If you have a 60-amp service in a huge house with many electrical demands, what is likely to happen?
If you use enough appliances at the same time, the total current draw through the red and/or black wires will exceed 60-amps and the main fuses or breakers will shut off the power.
There are certain issues surrounding smaller electrical services and perhaps most notable are the lifestyle restrictions it may impose for some people. If you have a 60 amp service this means you can only have a limited number of items "up and running" at one time without the main service becoming overloaded. Often, these smaller services have less branch circuits and distribution wiring too which can mean less receptacles available for your use a particular room or even throughout the house. When you consider certain appliances require their own dedicated circuits, for example, a stove at 40 amps, a clothes dryer at 30 amps, an air conditioner at 30 amps, a microwave a 15 amps, etc. you may find that a 60 amp service is not enough for your particular lifestyle. Even though there are dedicated circuits that doesn't mean they use all the amperage all the time. For example, a 40 amp stove circuit is designed so that all the burners along with the oven, etc. can be on at one time. So, if you're only using one burner, you won't be using 40 amps but something far less.
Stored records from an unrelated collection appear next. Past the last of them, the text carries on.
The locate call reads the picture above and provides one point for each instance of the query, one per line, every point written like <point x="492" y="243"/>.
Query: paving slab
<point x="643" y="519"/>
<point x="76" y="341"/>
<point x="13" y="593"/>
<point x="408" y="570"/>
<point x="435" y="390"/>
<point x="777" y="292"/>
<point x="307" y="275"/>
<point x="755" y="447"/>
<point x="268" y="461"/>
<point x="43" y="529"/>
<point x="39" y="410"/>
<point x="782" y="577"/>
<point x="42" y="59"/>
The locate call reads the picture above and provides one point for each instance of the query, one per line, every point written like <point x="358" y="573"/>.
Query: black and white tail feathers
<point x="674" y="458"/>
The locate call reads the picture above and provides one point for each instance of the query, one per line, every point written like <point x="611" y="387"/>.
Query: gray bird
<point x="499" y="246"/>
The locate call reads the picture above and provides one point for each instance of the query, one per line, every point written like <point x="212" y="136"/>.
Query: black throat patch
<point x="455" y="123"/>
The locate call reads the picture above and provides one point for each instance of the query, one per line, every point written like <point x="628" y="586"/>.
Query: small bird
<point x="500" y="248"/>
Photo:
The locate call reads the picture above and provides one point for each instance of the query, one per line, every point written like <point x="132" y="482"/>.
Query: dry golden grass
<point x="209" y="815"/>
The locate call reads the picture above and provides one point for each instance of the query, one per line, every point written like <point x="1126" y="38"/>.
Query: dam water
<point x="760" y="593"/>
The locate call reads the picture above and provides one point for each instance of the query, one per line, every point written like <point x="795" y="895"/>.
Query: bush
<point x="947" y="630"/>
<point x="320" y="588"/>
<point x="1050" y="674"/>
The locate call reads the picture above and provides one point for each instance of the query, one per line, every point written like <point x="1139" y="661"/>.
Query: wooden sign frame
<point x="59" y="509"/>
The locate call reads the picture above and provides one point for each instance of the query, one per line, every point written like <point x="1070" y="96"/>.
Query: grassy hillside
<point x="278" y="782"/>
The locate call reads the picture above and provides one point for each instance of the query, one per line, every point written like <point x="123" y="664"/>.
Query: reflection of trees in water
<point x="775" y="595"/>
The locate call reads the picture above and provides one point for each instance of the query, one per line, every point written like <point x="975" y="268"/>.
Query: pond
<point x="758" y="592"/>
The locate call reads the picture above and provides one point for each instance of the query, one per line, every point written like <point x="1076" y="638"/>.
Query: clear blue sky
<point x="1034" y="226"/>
Another item of note is that
certain homeowner insurance providers may require a further inspection by
the electrical utility authority in your area . They may determine that certain
upgrades are required in your home, for example, to the service and / or
electrical system to bring it up to a 100 or 200 amp service. In the event that
you decline an Inspection by them, your insurance may be declined. Whether you
have an inspection by them, or not, your homeowner insurance provider may
request additional / higher premiums. Some insurance companies prefer to insure
homes with updated wiring and / or services.